Representative MCR-derived 10-membered ring 6i in solid state featuring intramolecular and intermolecular hydrogen bonding contacts.

Physicochemical properties are of uttermost importance for the usefulness of compounds as chemical probes or development candidates. What is the profile of our medium-sized cycles? To answer this question, we constructed a random virtual 1000 medium ring library (Supporting Information). Then, we calculated the properties of the library, including molecular weight, lipophilicity, number of hydrogen bond donors and acceptors, number of rotatable bonds, polar surface area, and moment of inertia. Interestingly, an analysis of the library shows 30% obey the Lipinski rule of five (RO5). Even more stringent central nervous system multiparameter optimization (CNS MPO) desirability can be reached for a percentage of the compound.[14] The cLogP versus MW distribution is favorably drug-like with an average MW and cLogP of 538 and 3.3, respectively (Figure ). Moreover, punctual analysis of 3D modeled representatives and X-ray structures underline the nonflat shapes of the medium-sized rings.

Figure 3

Some calculated physicochemical properties of the chemical space of medium-sized rings. (A) cLogP over MW scatter plot. (B) Oral CNS scoring radar plot. (C) Compound distribution based on oral CNS scoring.[14]

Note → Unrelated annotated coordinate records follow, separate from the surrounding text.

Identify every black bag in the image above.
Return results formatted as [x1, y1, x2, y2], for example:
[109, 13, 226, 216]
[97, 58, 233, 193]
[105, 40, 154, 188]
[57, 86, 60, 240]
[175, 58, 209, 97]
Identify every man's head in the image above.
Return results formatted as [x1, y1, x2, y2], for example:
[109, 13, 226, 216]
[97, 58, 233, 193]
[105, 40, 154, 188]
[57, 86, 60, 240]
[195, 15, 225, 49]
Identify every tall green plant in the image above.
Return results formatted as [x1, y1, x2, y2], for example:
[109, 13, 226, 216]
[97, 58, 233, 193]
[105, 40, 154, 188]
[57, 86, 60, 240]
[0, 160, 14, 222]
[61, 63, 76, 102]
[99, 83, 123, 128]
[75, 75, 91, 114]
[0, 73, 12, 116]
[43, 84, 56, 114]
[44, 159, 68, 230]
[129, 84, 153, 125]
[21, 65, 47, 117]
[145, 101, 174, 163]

In conclusion, we introduced a very mild, straightforward two-step, rapid, and highly diverse medium-sized cycle (8–11 membered) synthesis pathway via MCRs. The strategy using an Ugi reaction in the cyclization is particularly appealing for several reasons. First, it offers outstanding diversity. Second, it potentially provides various medicinally and pharmaceutically important products containing an amide bond that can serve as conformationally constrained peptidomimetics. Finally, this strategy will allow a unique route for the synthesis of medium-sized cyclic nonpeptidic molecules. We are currently synthesizing and screening extensive medium-ring libraries and will report on their biological activity in due course.